Make your bedroom your sacred space. A space where you can dwell. A space that you can be. Make your use and experience of this space different to the way you live, interact and move around the rest of your home.
Declutter
Stuff creates noise! Whether it is just visual noise, clothes not put away or too many books in your bedrooms, all that visual noise doesn’t support rest.
As I see clutter as the physical manifestation a lot of decisions that haven’t been made, spending time in a room that is full of mess will just remind you of things you have to do. And you will end up avoiding being there, until you just fall into the bed.
- Remove bookshelves from your room and keep only your bedtime reading or any spiritual nourishment you need before you go to sleep. Books contain a lot of knowledge and energy for the head, so they can be bad for sleep as they stimulate the mind. Sleep is when the mind needs to rest. Think about it, you wouldn’t sleep in a library would you? It’s a place you go to work, think and concentrate, all the opposite of sleep.
- Remove stuff you don’t need from the bedroom and put things away.
- Respect this space, this is the space that supports your body to rejuvenate.
“Japanese architecture has always learned from nature so it has empty spaces.

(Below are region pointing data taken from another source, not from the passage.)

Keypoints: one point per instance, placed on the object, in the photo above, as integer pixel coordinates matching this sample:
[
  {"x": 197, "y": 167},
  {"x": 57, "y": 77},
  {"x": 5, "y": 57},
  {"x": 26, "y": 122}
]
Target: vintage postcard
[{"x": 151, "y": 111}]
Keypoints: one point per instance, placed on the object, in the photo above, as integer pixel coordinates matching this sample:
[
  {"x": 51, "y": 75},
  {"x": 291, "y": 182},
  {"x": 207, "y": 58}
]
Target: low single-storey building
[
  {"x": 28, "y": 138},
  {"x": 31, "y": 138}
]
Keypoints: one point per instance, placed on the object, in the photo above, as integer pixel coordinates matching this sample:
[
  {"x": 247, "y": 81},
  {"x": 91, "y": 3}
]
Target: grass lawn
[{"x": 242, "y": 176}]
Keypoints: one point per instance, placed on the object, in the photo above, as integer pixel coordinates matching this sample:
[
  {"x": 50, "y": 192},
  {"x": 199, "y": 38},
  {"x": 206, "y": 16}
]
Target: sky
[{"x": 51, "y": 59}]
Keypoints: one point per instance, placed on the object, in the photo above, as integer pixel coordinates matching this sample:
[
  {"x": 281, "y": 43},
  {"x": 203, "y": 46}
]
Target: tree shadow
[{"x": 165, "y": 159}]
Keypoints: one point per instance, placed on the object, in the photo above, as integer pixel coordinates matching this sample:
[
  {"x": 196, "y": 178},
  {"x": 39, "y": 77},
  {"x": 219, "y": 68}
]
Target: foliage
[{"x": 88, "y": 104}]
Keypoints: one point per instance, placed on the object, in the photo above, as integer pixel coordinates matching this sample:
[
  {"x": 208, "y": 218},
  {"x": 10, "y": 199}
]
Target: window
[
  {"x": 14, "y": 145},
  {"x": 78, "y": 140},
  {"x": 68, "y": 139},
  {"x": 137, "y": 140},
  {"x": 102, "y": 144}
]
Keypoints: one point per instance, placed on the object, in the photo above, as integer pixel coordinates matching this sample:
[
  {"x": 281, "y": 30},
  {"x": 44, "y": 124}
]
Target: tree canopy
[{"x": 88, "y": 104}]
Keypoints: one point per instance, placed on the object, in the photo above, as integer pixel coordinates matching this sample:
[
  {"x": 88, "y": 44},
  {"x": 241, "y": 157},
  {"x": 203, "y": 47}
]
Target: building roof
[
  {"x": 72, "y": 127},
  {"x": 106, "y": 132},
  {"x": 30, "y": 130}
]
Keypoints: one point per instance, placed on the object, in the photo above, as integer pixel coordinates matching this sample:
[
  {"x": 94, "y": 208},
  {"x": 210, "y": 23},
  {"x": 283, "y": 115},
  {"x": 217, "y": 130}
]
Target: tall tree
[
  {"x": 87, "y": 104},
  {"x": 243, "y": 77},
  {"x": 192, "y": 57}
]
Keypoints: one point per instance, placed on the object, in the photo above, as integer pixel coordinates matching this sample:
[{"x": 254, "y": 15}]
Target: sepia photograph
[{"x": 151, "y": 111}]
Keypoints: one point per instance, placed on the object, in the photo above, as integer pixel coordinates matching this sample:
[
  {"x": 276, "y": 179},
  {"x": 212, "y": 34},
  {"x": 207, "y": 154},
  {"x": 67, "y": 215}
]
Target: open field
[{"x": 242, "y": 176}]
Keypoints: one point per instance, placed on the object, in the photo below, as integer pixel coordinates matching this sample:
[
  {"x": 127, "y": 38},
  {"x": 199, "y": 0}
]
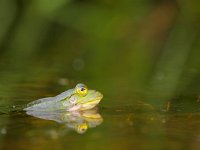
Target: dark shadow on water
[{"x": 80, "y": 121}]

If the space is empty, has zero in it, even if it has nothing at all, it still creates a universe, we’ve learnt that from nature.”
Todao Ando
Add restful smells
Your bedroom should be a place that engages and inspires your senses, a place where you leave the worries of the day and drop into your physical body. A place to relax, rejuvenate and regenerate. Having scents in your bedroom will relax you and send a message to your brain to relax and stimulate your senses. Make your bedroom a sensual space, luxuriate in it.

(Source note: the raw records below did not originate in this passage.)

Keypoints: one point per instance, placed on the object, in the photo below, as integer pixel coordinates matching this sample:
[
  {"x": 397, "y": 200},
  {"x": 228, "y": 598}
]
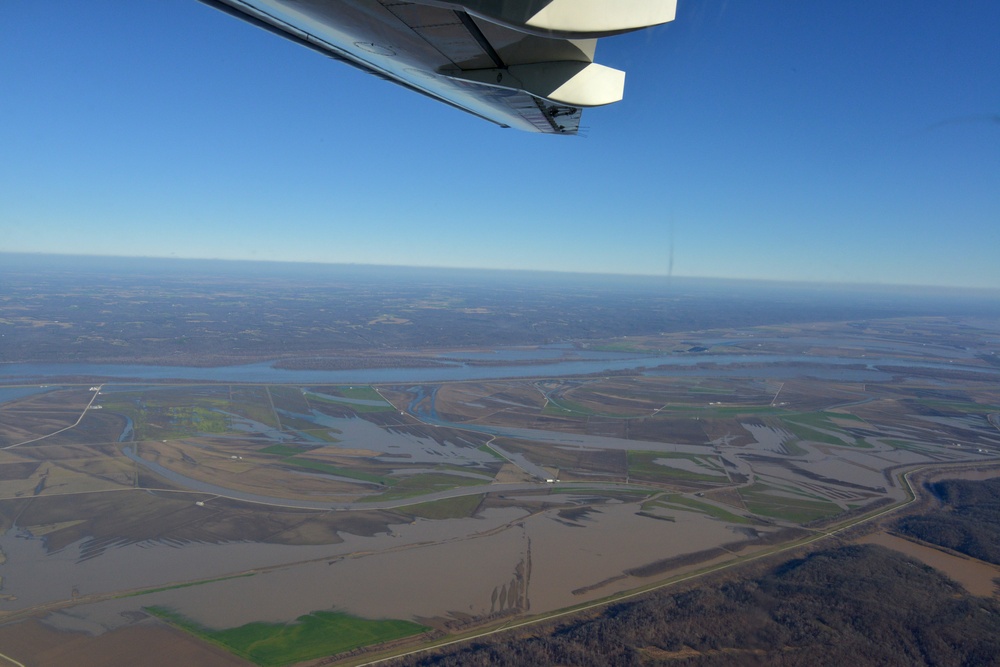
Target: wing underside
[{"x": 516, "y": 63}]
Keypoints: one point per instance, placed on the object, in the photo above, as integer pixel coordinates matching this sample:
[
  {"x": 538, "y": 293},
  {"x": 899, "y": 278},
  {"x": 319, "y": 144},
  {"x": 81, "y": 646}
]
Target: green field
[
  {"x": 449, "y": 508},
  {"x": 761, "y": 499},
  {"x": 316, "y": 635},
  {"x": 642, "y": 464}
]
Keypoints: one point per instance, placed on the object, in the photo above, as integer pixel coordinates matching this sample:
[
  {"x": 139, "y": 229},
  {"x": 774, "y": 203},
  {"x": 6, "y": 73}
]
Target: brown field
[
  {"x": 147, "y": 642},
  {"x": 650, "y": 476}
]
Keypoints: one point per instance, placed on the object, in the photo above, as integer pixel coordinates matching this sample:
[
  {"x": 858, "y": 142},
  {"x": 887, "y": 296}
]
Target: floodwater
[
  {"x": 975, "y": 576},
  {"x": 501, "y": 560},
  {"x": 8, "y": 394},
  {"x": 584, "y": 362}
]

Using essential oils, fresh cut flowers, scented candles will make a room feel calming and help you drop into your senses and out of your head. This will help you get to sleep. The more you release the mind and enter your physical space, the better you will sleep.
Use Colour
The best colours you might use will depend on which direction your room is facing. A north facing room will be dark, so you would want to use lighter colours, or go for warmer darker colours to make it cosy, but not in between. I would never recommend using very strong colours. To create a calm space the best colours to use will be tertiary colours or more muted and ‘quiet’ colours. Grey is very popular now, but colour is reflective of your personality so I would always recommend a colour chart that is reflective or your personality and where you sit on the introvert and extrovert scale.
Introduce Sound
Using relaxing music or audio books is a good way to spend time in your bedroom. I never recommend taking social media, computers or TV’s into your bedroom. It is a time to relax and be in your body and there are plenty of ways of finding entertainment by listening rather than by consuming more visual media. Ideally, avoid any screen time for at least 30 minutes before you go to bed. The cooler, blue end of the light spectrum which devices are high in stimulates centres in the brain to keep us awake. Some devices now have a function to shift to warmer tones, which you can schedule. Our eyes are ‘on demand’ all day, through everything from work to cooking, driving to study. Bedtime is a time to let them rest and to feed your mind with relaxing audio material. Gongs may not be your scene, but a guided meditation or your favourite band playing chilled music (at low volume) are a great way to relax in your bedroom space. You can also get recordings of restful sounds such as rainfall, waves or even distant traffic noise; experiment and find ones that help you doze off. If you can afford it, installing an integrated sound system will mean less clutter.
Review Layout
Layout relates to the spatial aspect of how we are in a space, the objects we put in it, the sensuality of those objects. I often work with Feng Shui consultants to discuss the layout of your sleeping space, which can vary according to when you and your home were born and which direction your house faces. However, if you don’t want to go down that route, there are some key principles that I work to.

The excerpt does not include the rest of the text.